As a result, the light emitting device 1A and the vehicle lamp 100A according to Embodiment 1 have various sequential light emission, segment light emission, and three light emission functions in addition to the sequential light emission, segment light emission, and three light emission functions described above. Light emitting function can be obtained. For example, if the light-emitting film 510 is formed with letters such as "STOP" or "Stop", communication light emission can be obtained in a tail lamp or a stop lamp.

The light emitting device 1A and the vehicle lamp 100A according to the first embodiment control the excitation lights L11, L12, and L13 from the excitation light sources 1L, 2L, and 3L of the three light emitting units 1U, 2U, and 3U, respectively. The excitation light L11 (L12, L13) from the excitation light source 1L (2L, 3L) of each light emitting unit 1U (2U, 3U) is transmitted as stray excitation light L31 (L32, L33) to other light emitting units 2U and 3U ( 1U and 3U, 1U and 2U) and light emitting panels 2P and 3P (1P and 3P, 1P and 2P) are provided with excitation light control members 1C, 2C, and 3C that prevent the light from entering the light emitting panels 2P and 3P (1P and 3P, 1P and 2P).

As a result, the light emitting device 1A and the vehicle lamp 100A according to the first embodiment control the stray excitation light L31 (L32, L33) of one light emitting unit 1U (2U, 3U) by the excitation light control members 1C, 2C, 3C. ) can be prevented from straying into the light emitting panels 2P and 3P (1P and 3P, 1P and 2P) of other light emitting units 2U and 3U (1U and 3U, 1U and 2U) and entering the light emitting panels 2P and 3P (1P and 3P, 1P and 2P).
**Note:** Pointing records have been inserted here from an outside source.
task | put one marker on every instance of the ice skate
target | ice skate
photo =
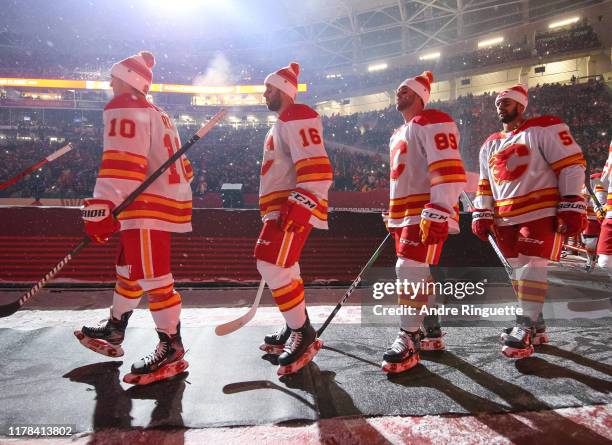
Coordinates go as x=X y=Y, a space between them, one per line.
x=299 y=350
x=107 y=339
x=275 y=343
x=519 y=342
x=540 y=337
x=165 y=362
x=433 y=339
x=403 y=353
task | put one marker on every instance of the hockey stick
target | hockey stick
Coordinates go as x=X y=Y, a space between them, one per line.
x=53 y=156
x=353 y=285
x=234 y=325
x=600 y=211
x=11 y=308
x=491 y=238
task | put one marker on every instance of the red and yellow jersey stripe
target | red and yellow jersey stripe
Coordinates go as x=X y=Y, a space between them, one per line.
x=123 y=165
x=446 y=171
x=159 y=208
x=575 y=159
x=313 y=169
x=520 y=205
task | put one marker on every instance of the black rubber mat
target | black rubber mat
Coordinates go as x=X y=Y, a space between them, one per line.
x=47 y=377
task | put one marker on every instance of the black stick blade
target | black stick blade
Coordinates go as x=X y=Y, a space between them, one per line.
x=9 y=309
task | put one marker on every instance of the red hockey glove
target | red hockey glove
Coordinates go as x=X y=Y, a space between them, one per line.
x=100 y=223
x=571 y=215
x=295 y=213
x=386 y=218
x=434 y=224
x=482 y=223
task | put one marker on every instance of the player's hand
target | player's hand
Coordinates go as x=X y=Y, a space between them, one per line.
x=100 y=223
x=296 y=212
x=571 y=215
x=434 y=224
x=482 y=223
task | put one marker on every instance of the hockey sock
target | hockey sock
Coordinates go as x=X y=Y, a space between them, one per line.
x=532 y=285
x=164 y=302
x=413 y=277
x=126 y=296
x=287 y=289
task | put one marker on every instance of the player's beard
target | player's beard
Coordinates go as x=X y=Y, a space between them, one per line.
x=403 y=104
x=274 y=103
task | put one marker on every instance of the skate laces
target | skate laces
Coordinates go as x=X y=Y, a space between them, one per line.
x=294 y=341
x=402 y=342
x=157 y=355
x=520 y=332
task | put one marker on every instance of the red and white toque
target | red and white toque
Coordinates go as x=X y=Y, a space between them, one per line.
x=285 y=79
x=136 y=71
x=517 y=93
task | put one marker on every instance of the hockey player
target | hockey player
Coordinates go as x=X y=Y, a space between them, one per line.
x=604 y=196
x=295 y=177
x=529 y=195
x=590 y=234
x=427 y=176
x=138 y=138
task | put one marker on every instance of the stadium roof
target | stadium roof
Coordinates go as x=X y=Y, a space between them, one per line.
x=323 y=33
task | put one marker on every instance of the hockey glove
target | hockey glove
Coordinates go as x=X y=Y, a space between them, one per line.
x=482 y=223
x=571 y=215
x=386 y=218
x=100 y=223
x=434 y=224
x=296 y=212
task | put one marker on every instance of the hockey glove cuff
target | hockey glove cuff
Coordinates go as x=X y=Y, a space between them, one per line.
x=482 y=223
x=296 y=212
x=100 y=223
x=571 y=215
x=434 y=224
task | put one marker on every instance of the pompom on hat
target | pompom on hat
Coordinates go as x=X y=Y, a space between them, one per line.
x=421 y=85
x=285 y=79
x=136 y=71
x=517 y=93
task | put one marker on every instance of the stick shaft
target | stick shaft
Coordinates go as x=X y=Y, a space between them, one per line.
x=56 y=154
x=492 y=241
x=353 y=285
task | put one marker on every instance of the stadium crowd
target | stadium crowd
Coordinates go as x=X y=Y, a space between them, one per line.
x=232 y=154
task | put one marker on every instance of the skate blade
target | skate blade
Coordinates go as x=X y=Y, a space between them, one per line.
x=517 y=353
x=396 y=368
x=539 y=339
x=434 y=344
x=303 y=360
x=99 y=346
x=271 y=349
x=163 y=373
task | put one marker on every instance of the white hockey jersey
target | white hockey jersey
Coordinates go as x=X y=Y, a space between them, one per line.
x=426 y=167
x=295 y=157
x=138 y=139
x=604 y=189
x=523 y=173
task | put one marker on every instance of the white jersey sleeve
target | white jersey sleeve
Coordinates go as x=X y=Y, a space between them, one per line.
x=564 y=155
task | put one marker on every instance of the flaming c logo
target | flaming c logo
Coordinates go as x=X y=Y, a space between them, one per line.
x=398 y=168
x=510 y=163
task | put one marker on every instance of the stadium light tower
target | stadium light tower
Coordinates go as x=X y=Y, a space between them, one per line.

A plurality of controlled light emitting functions are obtained.

In the light emitting device 1A and vehicle lamp 100A according to the first embodiment, the excitation light control members 1C, 2C, and 3C control the excitation light L11, L12, and L13 from the excitation light sources 1L, 2L, and 3L to the light emitting units 1U and 2U. , 3U light emitting panels 1P, 2P, 3P, a reflection member 40 that irradiates with a predetermined light distribution DL, and stray excitation light L31, which is part of the excitation light L11, L12, L13 from the excitation light sources 1L, 2L, 3L, It has a shielding member 41 that shields L32 and L33.

As a result, the light emitting device 1A and the vehicle lamp 100A according to the first embodiment reflect the excitation lights L11, L12, and L13 from the excitation light sources 1L, 2L, and 3L to the light emitting units 1U, 2U, and 3U using the reflection member 40. The light emitting panels 1P, 2P, and 3P can be irradiated with a predetermined light distribution DL, and at the same time, the shielding member 41 prevents stray excitation of some of the excitation lights L11, L12, and L13 from the excitation light sources 1L, 2L, and 3L. It is capable of blocking the lights L31, L32, and L33.

As a result, in the light emitting device 1A and vehicle lamp 100A according to the first embodiment, stray excitation light L31 (L32, L33) of one light emitting unit 1U (2U, 3U) is transmitted to other light emitting units 2U and 3U ( It is possible to prevent the situation where the light strays into the light emitting panels 2P and 3P (1P and 3P, 1P and 2P) of the 1U and 3U, 1U and 2U), and provides highly precisely controlled multiple light emitting functions. .

The excitation light filter 1F of the light emitting device 1A and the vehicle lamp 100A according to the first embodiment is configured so that, among the excitation lights L11, L12, and L13, the excitation light L11, L12, and L13 have wavelengths ranging from at least about 300 nm to about 500 nm. Of the secondary lights L21, L22, and L23 emitted by the light-emitting panels 1P, 2P, and 3P, the secondary lights L21, L22, and L23 having wavelengths in the range of at least about 500 nm to about 780 nm are transmitted at approximately 90 nm. It is a transparent plate that transmits light with a transmittance of % or more.

As a result, the light emitting device 1A and the vehicle lamp 100A according to the first embodiment can use blue light as the excitation lights L11, L12, L13 due to the excitation light filter 1F, and can also use blue light as the secondary lights L21, L22. , L23, red light or yellow-orange light is obtained. Moreover, the light emitting device 1A and the vehicle lamp 100A according to the first embodiment can minimize the loss of the secondary lights L21, L22, and L23 of red light and yellow-orange light caused by the excitation light filter 1F. , the secondary lights L21, L22, and L23 of red light and yellow-orange light can be used with high efficiency.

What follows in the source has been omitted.